Angst und Bange wird allerdings dem Zuschauer, der erkennen muss, dass dieser Text, von Robert Schneider 1993 verfasst, keine bloße Provokation ist, sondern Realität. Eine künstlerische, ohne Frage, denn wer kann sich einen Araber vorstellen, der in seiner Selbstverleugnung so weit gehen würde. Allein, die substanziellen Aussagen bleiben deswegen unbestritten. Deutschland und ganz Europa sind bemüht, Burgenbaupolitik zu betreiben. My home is my castle! Das Boot ist voll!

Regisseurin Manuela Kücükdag hat diesen einstündigen Monolog mit Münchner Jugendlichen auf die Bühne des Marstalls gebracht. Ioanna Pantazopoulou gestaltete dafür eine Bühne, die an einen weißen Hintergrundscreen, wie man ihn aus Fotostudios kennt, erinnert, auf dem impressionistischen Landschaften und Himmel projiziert werden.

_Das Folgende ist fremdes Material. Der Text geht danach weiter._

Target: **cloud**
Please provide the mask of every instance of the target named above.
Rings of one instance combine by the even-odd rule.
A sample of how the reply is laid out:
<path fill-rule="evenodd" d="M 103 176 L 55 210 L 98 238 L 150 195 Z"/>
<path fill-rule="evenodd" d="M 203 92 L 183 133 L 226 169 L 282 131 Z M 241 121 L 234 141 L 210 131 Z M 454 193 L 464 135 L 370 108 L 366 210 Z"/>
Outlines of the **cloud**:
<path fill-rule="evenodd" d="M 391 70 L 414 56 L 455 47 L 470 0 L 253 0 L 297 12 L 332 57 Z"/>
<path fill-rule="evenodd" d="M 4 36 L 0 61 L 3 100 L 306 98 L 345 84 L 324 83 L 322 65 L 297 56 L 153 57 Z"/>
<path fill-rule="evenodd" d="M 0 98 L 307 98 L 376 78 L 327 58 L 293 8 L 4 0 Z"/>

Alles ist in Schwarz-Weiß gehalten. Weiße Koffer und schwarzgewandete Akteure, einheitlich blond, bevölkern die Bühne. Eine gute Lösung, wenn man deutlich machen möchte, wie sich schwarz-weißes Denken anfühlt.

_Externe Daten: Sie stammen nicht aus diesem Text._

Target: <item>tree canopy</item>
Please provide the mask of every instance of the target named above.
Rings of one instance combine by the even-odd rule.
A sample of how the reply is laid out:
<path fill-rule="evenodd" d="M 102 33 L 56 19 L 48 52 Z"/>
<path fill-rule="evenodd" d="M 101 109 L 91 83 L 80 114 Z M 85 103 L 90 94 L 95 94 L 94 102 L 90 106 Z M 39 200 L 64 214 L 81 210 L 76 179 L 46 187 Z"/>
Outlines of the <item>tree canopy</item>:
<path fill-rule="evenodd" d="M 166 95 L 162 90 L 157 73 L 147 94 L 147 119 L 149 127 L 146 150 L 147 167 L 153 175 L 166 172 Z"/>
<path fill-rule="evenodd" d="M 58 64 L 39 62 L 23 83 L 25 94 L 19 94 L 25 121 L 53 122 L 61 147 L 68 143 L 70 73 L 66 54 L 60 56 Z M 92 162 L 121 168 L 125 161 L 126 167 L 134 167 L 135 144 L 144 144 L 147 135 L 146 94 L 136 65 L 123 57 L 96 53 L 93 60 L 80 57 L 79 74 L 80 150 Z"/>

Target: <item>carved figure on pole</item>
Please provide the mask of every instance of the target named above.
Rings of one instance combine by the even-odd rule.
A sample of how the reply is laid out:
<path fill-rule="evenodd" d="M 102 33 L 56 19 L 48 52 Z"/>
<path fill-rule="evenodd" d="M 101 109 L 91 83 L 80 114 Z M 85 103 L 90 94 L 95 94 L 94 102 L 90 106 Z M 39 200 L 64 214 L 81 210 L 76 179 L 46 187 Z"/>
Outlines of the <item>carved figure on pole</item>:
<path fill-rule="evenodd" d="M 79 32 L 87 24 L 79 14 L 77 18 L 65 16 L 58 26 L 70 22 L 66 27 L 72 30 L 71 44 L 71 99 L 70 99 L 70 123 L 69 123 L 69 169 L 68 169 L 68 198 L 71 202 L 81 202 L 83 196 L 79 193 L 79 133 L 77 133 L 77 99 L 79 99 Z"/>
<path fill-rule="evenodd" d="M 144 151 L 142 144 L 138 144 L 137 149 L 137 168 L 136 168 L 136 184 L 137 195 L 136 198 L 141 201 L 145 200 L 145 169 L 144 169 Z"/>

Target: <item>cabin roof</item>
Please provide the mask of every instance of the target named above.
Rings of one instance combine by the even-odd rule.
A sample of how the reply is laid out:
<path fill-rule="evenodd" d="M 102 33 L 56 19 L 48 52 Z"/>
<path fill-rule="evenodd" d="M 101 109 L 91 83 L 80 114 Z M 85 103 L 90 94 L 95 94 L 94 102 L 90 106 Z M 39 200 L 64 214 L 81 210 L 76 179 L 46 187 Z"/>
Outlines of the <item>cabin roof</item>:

Es war ein mutiger Schritt von Manuela Kücükdag, diesen harten, grausamen Text mit Laien auf die Bühne zu bringen. Das Ergebnis war mehr als verblüffend. Heraus kam eine sehr lebendige, einfallsreiche Umsetzung, die auch wegen der erstaunlichen Professionalität einiger Darsteller bestach. Regisseurin Kücükdag verwies vorsichtshalber darauf, dass es sich um spiellustige Jugendliche handelte und ließ sie vor Beginn des Stücks bei offener Bühne Stimm- und Lockerungsübungen machen. Dieser Vorgang läuft normalerweise in der Garderobe ab, wurde hier zu einem einleitenden, sinnfälligen Verweis. Durch einen Lichtwechsel (durchgängig einfallsreich und effektvoll von Gerrit Jurda eingerichtet) stieg man unvermittelt in das Spiel ein. Koffer waren in der ersten Szene Dreh- und Angelpunkt. Eine gelungener Prolog zum Thema, angesichts von Millionen Menschen, die weltweit auf der Flucht von Repression, Hunger und lebensunwürdigen Umständen sind. Dann begannen die acht Darsteller den Monolog Sads zu sprechen, zu spielen. Manuela Kücükdag hatte den Text intelligent aufgesplittet, so dass zu keiner Zeit Irritationen über den Vorgang aufkamen.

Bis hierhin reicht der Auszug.